Lo scopo iniziale era proporre un’opera d’arte di natura ‘informativa’: quello che qui chiamano “information is beautiful”; proporre una sorta di traduzione o democratizzazione dei dati accessibile, tramite un effetto visivo immediato e potente; ma mentre ci lavoravamo, ci siamo resi conto che non avevamo bisogno di creare dati visivi per le comunità che erano state colpite; quelle persone e comunità stavano già avendo un’intensa interazione personale con il COVID e l’installazione doveva essere rivolta all’intera comunità newyorkese così da permettere, a quelli meno colpiti dalla pandemia, di comprendere le difficoltà che altri loro concittadini stavano vivendo. Infatti, letteralmente e figurativamente, l’installazione porta alla luce dati che mostrano nello specifico le comunità che sono state colpite più gravemente dalla pandemia rispetto ad altre. In tal modo, vogliamo suggerire ed esporre le disuguaglianze strutturali. Ci spinge a chiederci: Cosa causa queste disparità nella nostra città? Cosa possiamo fare per contrastarli? Quali comunità hanno più bisogno del nostro supporto?
Inoltre la nostra speranza è che tale progetto possa, non solo raggiungere il suddetto obiettivo, bensì avere anche un’evoluzione in senso formativo, divenendo strumento educativo che possa, per mezzo di incontri e workshop specifici, tener viva l’attenzione sulle questioni che dall’analisi dei dati potranno, di volta, in volta emergere.
PS: Chi ti ha affiancato in questa avventura?
D: La mia partner, Alexandra Payne, una urban planner: io mi sono occupato del design, lei di raccolta, analisi e implementazione dei dati.

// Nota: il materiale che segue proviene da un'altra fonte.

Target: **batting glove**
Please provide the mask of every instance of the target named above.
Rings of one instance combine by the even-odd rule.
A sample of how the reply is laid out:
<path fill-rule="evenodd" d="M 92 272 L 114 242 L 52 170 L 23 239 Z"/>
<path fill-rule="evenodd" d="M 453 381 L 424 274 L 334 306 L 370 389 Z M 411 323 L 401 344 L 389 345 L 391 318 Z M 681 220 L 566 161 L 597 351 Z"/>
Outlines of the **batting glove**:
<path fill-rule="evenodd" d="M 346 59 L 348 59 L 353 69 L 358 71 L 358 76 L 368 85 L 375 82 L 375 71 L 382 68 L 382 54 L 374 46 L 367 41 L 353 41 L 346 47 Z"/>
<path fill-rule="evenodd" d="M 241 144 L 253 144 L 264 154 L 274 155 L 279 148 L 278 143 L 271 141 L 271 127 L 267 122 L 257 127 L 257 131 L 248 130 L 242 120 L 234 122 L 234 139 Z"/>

Ovviamente per poter realizzare il tutto erano necessarie altre specializzazioni dunque abbiamo coinvolto Elisa Forlini come Light Designer (una mia ex collega) e Robyn Squires RYSQ p per la messa in opera.
PS: Progetti per il futuro?
D: Al momento visto la contingente crisi internazionale dovuta alla pandemia che ancora fa parte delle nostre vite, posso dire come si usa un po’ qui è tutto un po’ Up in the Air, però sto portando avanti il progetto Illuminate Covid con la mia partner e il 2 Marzo saremo in nuova location sempre a NY nell’East Village. La nostra speranza è che l’interesse cresca e possiamo mostrarlo in più parti della città per sensibilizzare quante più persone possibili. Inoltre presenterò il progetto in una conferenza in un corso di Architettura del primo anno a Roma, tenuto da un mio collega di università, ora docente. In caso riaprono le lezioni al pubblico, stiamo valutando la possibilità di un workshop con gli studenti.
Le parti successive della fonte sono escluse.